Au-delà, « 40 normes de la mécanique sur l’efficacité énergétique sont en cours d’élaboration, souligne Catherine Lubineau, directeur technique de l’UNM. Trois d’entre elles précisent les méthodes d’audit de systèmes sur site. Les autres concernent la conception des produits et systèmes selon trois types : normes de calcul et dimensionnement, normes d’amélioration et normes de méthode d’essai et de déclaration. »

Illustration concrète pour la profession des pompes, agitateurs, compresseurs et robinetterie où l’enjeu est de taille puisque les pompes et compresseurs installés en Europe consomment l’équivalent de 50 % de la production électrique française.

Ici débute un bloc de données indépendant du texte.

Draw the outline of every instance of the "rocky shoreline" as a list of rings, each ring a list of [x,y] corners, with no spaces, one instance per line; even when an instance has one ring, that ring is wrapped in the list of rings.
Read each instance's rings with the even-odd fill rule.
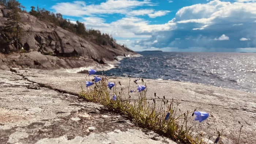
[[[63,101],[64,101],[65,102],[66,102],[65,101],[70,101],[69,99],[70,98],[74,98],[73,97],[66,97],[65,99],[62,100],[61,99],[62,98],[61,98],[63,96],[62,95],[70,95],[78,96],[81,91],[80,83],[84,84],[83,86],[84,87],[84,83],[85,80],[84,77],[86,75],[85,74],[72,73],[36,69],[12,68],[11,71],[14,72],[12,73],[6,71],[1,72],[0,71],[0,72],[2,73],[0,74],[0,77],[1,77],[0,80],[0,91],[2,92],[1,94],[2,95],[1,97],[2,99],[0,99],[0,104],[1,106],[3,106],[3,107],[2,107],[1,108],[4,109],[3,110],[2,110],[1,111],[0,114],[3,115],[5,115],[3,117],[2,117],[2,118],[3,118],[3,120],[10,120],[12,118],[12,117],[8,117],[7,116],[8,115],[18,117],[19,119],[17,119],[17,120],[21,120],[16,122],[12,122],[11,121],[8,120],[7,121],[4,121],[4,122],[1,122],[0,121],[1,120],[2,121],[3,120],[1,120],[1,118],[0,118],[0,132],[1,132],[0,134],[1,133],[5,134],[4,136],[1,136],[1,137],[4,138],[4,139],[5,141],[8,141],[8,139],[11,139],[10,137],[11,137],[13,135],[11,135],[11,134],[14,133],[23,131],[25,132],[24,132],[27,133],[27,132],[25,130],[27,129],[26,126],[22,127],[18,126],[18,128],[19,128],[18,129],[18,128],[15,127],[15,126],[19,126],[20,123],[23,124],[22,123],[24,122],[22,122],[23,120],[22,120],[24,118],[24,117],[22,117],[22,116],[23,115],[19,114],[27,114],[30,117],[34,117],[36,120],[38,120],[37,121],[28,122],[28,125],[33,122],[43,122],[43,121],[40,119],[41,118],[37,119],[37,117],[40,117],[41,116],[39,115],[41,113],[36,113],[36,111],[35,111],[37,110],[37,109],[35,109],[34,110],[34,109],[30,109],[31,106],[34,105],[31,105],[32,104],[27,103],[28,102],[30,103],[30,102],[29,102],[31,101],[31,102],[32,103],[33,102],[35,102],[36,103],[37,102],[36,102],[37,99],[39,98],[42,96],[49,97],[50,98],[52,97],[52,98],[55,99],[54,101],[53,100],[53,101],[56,101],[58,99],[61,99],[58,100],[57,101],[61,103]],[[19,78],[17,79],[18,79],[18,80],[11,78],[15,77],[15,76],[18,76]],[[128,86],[130,83],[129,78],[109,77],[108,79],[109,81],[115,82],[116,84],[118,84],[118,82],[120,81],[124,91],[128,91]],[[149,102],[152,102],[152,98],[154,98],[154,93],[156,92],[157,96],[159,96],[161,98],[165,96],[166,99],[169,101],[174,99],[176,103],[178,103],[178,109],[180,110],[181,114],[186,112],[187,110],[191,111],[196,109],[197,110],[207,111],[210,113],[211,115],[212,115],[213,117],[209,117],[207,120],[201,123],[193,121],[193,118],[192,117],[190,118],[189,123],[188,124],[189,125],[194,125],[193,134],[194,136],[203,137],[204,138],[204,139],[206,141],[208,141],[208,143],[213,143],[213,141],[216,139],[217,136],[216,128],[221,134],[221,139],[219,141],[219,143],[237,143],[239,136],[239,129],[241,126],[241,125],[238,124],[238,121],[240,121],[244,126],[242,129],[240,143],[253,144],[255,143],[256,138],[253,136],[256,134],[256,125],[255,125],[255,120],[256,118],[256,111],[255,111],[256,95],[255,94],[227,88],[177,81],[167,80],[159,81],[151,79],[144,79],[144,81],[146,82],[147,86],[147,99]],[[27,82],[32,83],[28,83]],[[132,81],[131,83],[131,86],[129,87],[129,88],[136,89],[136,85],[133,83]],[[24,88],[19,87],[20,86],[24,84],[26,86],[24,86],[25,87]],[[117,85],[118,84],[117,84]],[[11,87],[11,88],[10,87]],[[50,90],[56,91],[59,93],[58,93],[59,94],[53,94],[49,95],[47,93],[44,91],[38,91],[39,92],[36,91],[36,90],[38,89],[38,88],[39,88],[39,90],[41,89],[41,90],[44,90],[42,88],[40,88],[41,87],[48,88],[48,91]],[[20,88],[23,88],[24,90],[22,90]],[[117,86],[117,91],[120,91],[121,88],[121,87],[120,86]],[[131,99],[136,99],[138,98],[138,95],[136,93],[131,94],[130,95]],[[12,98],[12,99],[10,99],[11,98]],[[27,101],[26,99],[30,100]],[[16,106],[17,105],[15,103],[19,102],[19,100],[15,100],[18,99],[22,101],[22,103],[27,102],[23,103],[23,105]],[[13,99],[13,100],[10,101],[10,99]],[[76,105],[78,105],[77,106],[78,106],[78,108],[82,107],[83,109],[83,108],[84,107],[83,106],[83,106],[84,105],[87,105],[87,103],[83,101],[74,102],[75,100],[73,99],[70,102],[72,102],[73,103],[75,102]],[[71,104],[73,104],[73,103]],[[40,109],[40,109],[40,110],[44,111],[47,110],[45,109],[46,108],[52,107],[53,109],[54,107],[54,105],[50,105],[47,104],[46,105],[47,105],[48,106],[46,106],[44,105],[42,106]],[[161,106],[161,99],[157,99],[156,105],[157,107]],[[61,107],[63,109],[68,109],[70,108],[67,106],[64,106]],[[20,110],[20,111],[14,110],[8,111],[9,109],[17,109],[15,108],[17,106],[19,107],[18,109]],[[65,106],[68,107],[67,107],[68,108],[65,108]],[[1,107],[0,107],[0,108]],[[26,110],[26,108],[30,110],[29,111],[26,112],[25,110],[23,111],[23,110]],[[35,108],[34,108],[35,109]],[[72,109],[75,108],[75,107],[72,108]],[[79,110],[78,110],[78,111]],[[6,111],[9,113],[6,113]],[[58,111],[54,111],[57,113]],[[65,112],[65,111],[63,111]],[[8,114],[3,115],[3,113]],[[17,115],[16,113],[19,113],[19,115]],[[47,112],[46,111],[46,113]],[[69,124],[71,121],[69,120],[72,117],[76,118],[75,120],[78,120],[78,118],[76,118],[78,117],[81,120],[78,120],[78,122],[84,122],[83,124],[84,124],[84,122],[86,123],[85,122],[86,121],[85,121],[86,120],[83,119],[82,116],[79,116],[79,115],[72,115],[72,113],[70,113],[70,111],[67,111],[67,114],[68,114],[69,117],[65,116],[65,117],[68,118],[65,119],[65,121],[61,121],[61,122],[60,123],[58,122],[59,121],[62,121],[63,118],[59,117],[60,117],[61,115],[59,116],[57,115],[57,116],[58,118],[57,119],[58,120],[56,120],[57,121],[56,122],[58,123],[57,125],[61,126],[63,125],[69,125]],[[79,113],[78,113],[77,114],[79,114]],[[105,113],[102,114],[105,114]],[[98,117],[100,116],[98,116]],[[53,122],[52,122],[54,121],[53,120],[55,118],[47,118],[49,120],[49,120],[50,123],[47,125],[54,125],[54,124],[52,123]],[[25,120],[27,121],[30,120],[29,119],[26,120]],[[9,121],[10,122],[8,122]],[[42,121],[43,122],[42,122]],[[90,122],[91,122],[91,121]],[[97,125],[98,122],[95,122],[94,124],[95,125]],[[44,125],[45,124],[44,124]],[[82,125],[80,125],[81,126]],[[42,129],[44,128],[44,125],[42,124],[42,126],[37,125],[37,127],[34,126],[33,128],[34,128],[35,129]],[[38,127],[37,127],[37,126]],[[12,131],[9,132],[8,130],[4,130],[4,131],[1,131],[3,130],[1,130],[1,128],[6,126],[12,127],[13,129],[12,130]],[[45,128],[46,130],[50,129],[50,127],[47,126]],[[61,128],[61,126],[62,126],[60,127]],[[86,125],[86,128],[85,129],[88,129],[89,126],[91,126]],[[62,129],[60,129],[60,130],[62,130]],[[113,130],[114,131],[114,130]],[[76,131],[76,130],[74,132]],[[28,134],[33,136],[35,135],[34,134],[37,133],[36,130],[32,132],[32,133],[30,132]],[[74,137],[79,136],[76,135],[80,136],[79,135],[80,133],[78,133],[76,134],[75,132],[73,134],[74,136],[72,137],[72,139],[71,139],[70,140],[74,140]],[[56,135],[54,134],[55,134],[54,137],[56,137],[57,139],[64,139],[62,137],[69,136],[71,134],[69,133],[65,134],[65,133],[63,133],[58,135],[59,134],[56,133],[56,134],[57,134]],[[209,137],[210,139],[208,141]],[[41,139],[36,136],[32,137],[34,137],[33,139],[36,139],[37,140]],[[44,138],[48,139],[49,140],[53,140],[53,139],[50,139],[51,137],[52,137],[52,136],[50,136],[44,137]],[[124,139],[124,137],[120,138],[121,140],[123,140]],[[145,140],[149,140],[151,138],[148,137],[144,139]],[[33,139],[34,140],[34,139]],[[19,141],[22,141],[24,140],[19,140]],[[50,141],[53,142],[53,141]],[[115,143],[113,141],[112,141],[112,143]],[[1,141],[0,143],[1,143],[0,142]],[[150,141],[150,143],[165,143],[163,141],[161,142],[158,141]],[[145,142],[145,143],[147,143]],[[53,142],[52,143],[55,143]],[[130,143],[136,143],[135,141],[131,142]]]
[[[0,27],[10,20],[11,12],[0,5]],[[13,43],[0,44],[0,70],[13,67],[77,72],[82,70],[81,68],[109,67],[117,62],[118,56],[137,54],[114,41],[98,43],[95,42],[98,38],[95,37],[81,37],[28,13],[19,14],[22,22],[20,46],[17,52]],[[7,38],[0,31],[0,40]]]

Au niveau des produits, pour les pompes à eau claire, la réglementation a créé un indice minimum d’efficacité (MEI) avec des seuils. Ainsi, depuis le 1er janvier 2015, les pompes présentant un MEI inférieur à 0,4 sont exclues du marché. Il est donc impératif de disposer d’une méthode fiable pour obtenir et afficher ce MEI. Par ailleurs, « l’approche produit étendue permet de prendre en compte les performances énergétiques des différents « composants » pour caractériser la performance énergétique du produit global, précise Christophe Bochaton, responsable technique de Profluid. Des travaux ont démarré dans ce sens au sein du comité de normalisation européen des pompes (CEN/TC 197). »

Enfin, un audit énergétique sur un système de pompage permet d’identifier jusqu’à 90 % d’économies d’énergie, pour peu que l’on dispose d’une bonne méthodologie : les normes d’audit énergétique des systèmes de pompage et d’air comprimé répondent à ce besoin.

Des outils sont développés dans d’autres secteurs et pourraient voir le jour sous forme de normes. Menés actuellement dans ce sens au Cetim, les principaux travaux concernent les garnitures mécaniques, les machines pour agro-alimentaire, les transmissions mécaniques, les transmissions hydrauliques, les élastomères, les machines textiles.